Not to be outdone by its neighbor to the east (and north and south), City Council asked city officials to draft an ordinance, like the one put forth by Los Angeles, that would raise minimum wage.
Los Angeles plans to raise its minimum wage to $15 per hour by 2020.
City Councilmembers Gleam Davis, Sue Himmelrich, and Tony Vazquez put the item on the agenda. Council voted unanimously to move the process forward.
In September, council directed city officials to watch L.A.’s progress as it wrestled with the pay boost.
“The city of Los Angeles, obviously being the big player in the region, had to move it,” Davis said, “but the idea was that to make it, for lack of a better term, viable at the city of Los Angeles level but also to make sure that Santa Monica was not at a competitive disadvantage, that we should follow their lead and they’ve now provided a lead and so it makes sense for us to go forth.”
Himmelrich said that L.A. shouldn’t be an island and lauded an idea put forward by city officials that they commission studies from the same institute that L.A. used.
“The city of Los Angeles had five studies done in connection with their minimum wage ordinance, including an independent study that was commissioned by L.A. as opposed by other interest groups, and was done by an institute at Berkeley,” Himmelrich said. “In the peer reviews, this was the best reviewed report of all, and if we chose that group, which has already done a lot of groundwork on this, to do this.”

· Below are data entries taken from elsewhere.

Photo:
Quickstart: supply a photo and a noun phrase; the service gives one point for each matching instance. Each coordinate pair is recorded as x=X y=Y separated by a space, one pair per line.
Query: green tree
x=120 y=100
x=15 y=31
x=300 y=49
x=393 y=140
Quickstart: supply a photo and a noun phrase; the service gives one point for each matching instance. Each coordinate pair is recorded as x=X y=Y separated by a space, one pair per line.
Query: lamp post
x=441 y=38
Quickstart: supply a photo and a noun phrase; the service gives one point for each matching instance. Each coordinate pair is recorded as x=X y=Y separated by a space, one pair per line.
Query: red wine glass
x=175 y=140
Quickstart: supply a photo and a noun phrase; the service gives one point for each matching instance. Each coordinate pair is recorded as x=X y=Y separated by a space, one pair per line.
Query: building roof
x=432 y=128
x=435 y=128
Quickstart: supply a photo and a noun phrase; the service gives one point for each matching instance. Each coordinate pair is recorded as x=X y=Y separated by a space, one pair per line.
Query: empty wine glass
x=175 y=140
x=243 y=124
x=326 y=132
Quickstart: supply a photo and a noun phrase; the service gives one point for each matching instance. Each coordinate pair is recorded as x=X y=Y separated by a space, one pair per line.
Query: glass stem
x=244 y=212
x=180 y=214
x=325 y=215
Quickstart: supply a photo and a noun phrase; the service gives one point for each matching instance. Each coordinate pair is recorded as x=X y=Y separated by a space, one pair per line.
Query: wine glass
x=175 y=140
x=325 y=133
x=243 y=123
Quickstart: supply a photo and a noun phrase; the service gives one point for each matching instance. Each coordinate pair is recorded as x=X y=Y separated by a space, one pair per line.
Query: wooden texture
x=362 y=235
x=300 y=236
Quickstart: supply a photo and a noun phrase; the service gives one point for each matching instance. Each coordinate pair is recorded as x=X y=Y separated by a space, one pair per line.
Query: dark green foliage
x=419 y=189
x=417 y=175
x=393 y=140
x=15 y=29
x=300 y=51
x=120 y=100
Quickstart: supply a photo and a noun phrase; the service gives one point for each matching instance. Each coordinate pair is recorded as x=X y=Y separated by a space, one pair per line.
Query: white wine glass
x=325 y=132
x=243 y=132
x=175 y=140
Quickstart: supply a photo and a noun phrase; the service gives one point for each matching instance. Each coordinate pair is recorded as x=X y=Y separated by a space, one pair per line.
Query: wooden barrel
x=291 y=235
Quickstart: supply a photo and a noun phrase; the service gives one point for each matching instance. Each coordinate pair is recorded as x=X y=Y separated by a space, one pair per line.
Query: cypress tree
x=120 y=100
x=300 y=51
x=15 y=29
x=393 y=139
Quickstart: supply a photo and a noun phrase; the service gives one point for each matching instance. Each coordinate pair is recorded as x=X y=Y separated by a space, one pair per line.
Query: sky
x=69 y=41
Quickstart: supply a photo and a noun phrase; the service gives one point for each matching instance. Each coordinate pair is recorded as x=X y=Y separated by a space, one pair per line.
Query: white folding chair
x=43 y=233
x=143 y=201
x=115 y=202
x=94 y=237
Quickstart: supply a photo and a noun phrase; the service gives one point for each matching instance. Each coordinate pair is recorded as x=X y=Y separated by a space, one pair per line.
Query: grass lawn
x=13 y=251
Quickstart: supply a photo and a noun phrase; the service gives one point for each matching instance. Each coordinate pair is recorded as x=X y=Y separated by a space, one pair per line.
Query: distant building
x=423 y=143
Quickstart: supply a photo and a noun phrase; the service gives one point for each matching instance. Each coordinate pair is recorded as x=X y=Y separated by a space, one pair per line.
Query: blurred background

This would make things go faster, she said.
Mayor Kevin McKeown stressed the importance of getting the public involved.
“Some of us, and I’m one, were around for the original living wage in 2000 and watched what happened,” he said, “and I would like to engage people upfront this time and make sure we do have an understanding and a cooperation, which I think in the context of a regional collaborative effort, is quite possible and I’ve spoken to members of our business community and I don’t think we have the same situation we had back in 2000.”
Additionally, he asked that the ordinance cover tipped workers, who, Davis pointed out, are largely governed by state law.
He asked that city officials cull language from development agreements as they relate to union supersession, which allows unions to negotiate lower wages in exchange for certain benefits. Finally, he expressed a need to enforcement on issues like wage theft by employers.
Himmelrich asked that city officials also consider requiring additional terms, like days off.
“I did have a conversation with our new City Manager Rick Cole about this,” Vazquez said, “and he was excited that we were moving forward because I think he was a big part of it with the Mayor Eric Garcetti on trying to move this as quick as possible and to get all the cities around L.A.on board so it is an even playing field.”
Cole comes to Santa Monica from Los Angeles, where he worked as a deputy mayor.
City workers and contractors are already paid $15.37 per hour, the result of an ordinance passed by council last year.